Глянул в сторону Евы: та напустила на себя притворно-обворожительный вид. Пряча улыбку, признал, что моя семья внесена в кадастровую книгу Вильгельмом Завоевателем[230] и что папик мой — выдающийся священник. Все попытки увести разговор в сторону от моих положительных качеств были похерены, и через четверть часа пучеглазазая Мари-Луиза почувствовала одобрение своей матери и постановила, что я буду ее прекрасным принцем. Она вот о чем спросила меня:
— Мистер Фробишер, вы хорошо знакомы с Шерлоком Холмсом, который живет на Бейкер-стрит?

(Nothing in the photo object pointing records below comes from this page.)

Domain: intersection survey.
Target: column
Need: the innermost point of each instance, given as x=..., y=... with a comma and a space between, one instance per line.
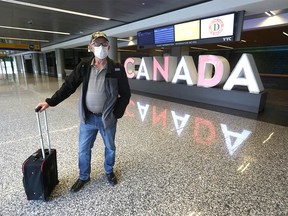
x=113, y=49
x=60, y=65
x=36, y=63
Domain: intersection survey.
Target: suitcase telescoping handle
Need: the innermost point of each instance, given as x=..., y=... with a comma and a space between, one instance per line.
x=40, y=132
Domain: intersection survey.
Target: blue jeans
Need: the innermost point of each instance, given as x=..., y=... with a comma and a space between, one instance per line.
x=87, y=137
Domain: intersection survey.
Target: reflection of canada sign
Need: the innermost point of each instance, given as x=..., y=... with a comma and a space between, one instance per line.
x=165, y=68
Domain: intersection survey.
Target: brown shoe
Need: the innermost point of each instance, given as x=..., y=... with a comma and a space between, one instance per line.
x=79, y=184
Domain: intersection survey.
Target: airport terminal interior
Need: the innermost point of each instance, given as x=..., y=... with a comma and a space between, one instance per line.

Что ж, подумал я, может быть, день не до конца пойдет прахом. В девушке, ценящей иронию, должны таиться какие-то глубины. Но Мари-Луиза говорила всерьез! Прирожденная остолопка! Нет, ответил я, лично с мистером Холмсом я не знаком, но каждую среду его можно видеть в моем клубе за игрой в бильярд с Дэвидом Копперфильдом. Обед подали в тонких дрезденских горшочках. На стене столовой, оклеенной обоями с цветочками, красовалась большая репродукция «Тайной вечери». Еда — сплошное разочарование. Сухая форель, овощи, пропаренные до состояния слякоти, gâteau<sup>[231]</sup> — верх вульгарности. Можно было подумать, что я снова обедаю в Лондоне. Девочки хихикали глиссандо над моими тривиальными ошибками во французском — однако их пугающий английский режет слух невыносимо. Мадам в. д. В., которая тоже провела лето в Швейцарии, предоставила мне подробный отчет, как превозносили в Берне Мари-Луизу, «цветок Альп», графиня Слак-Явски или герцогиня Зумдумпштадт. Не мог выдавить из себя даже пристойного: «Соmmе с’est charmant!».[232]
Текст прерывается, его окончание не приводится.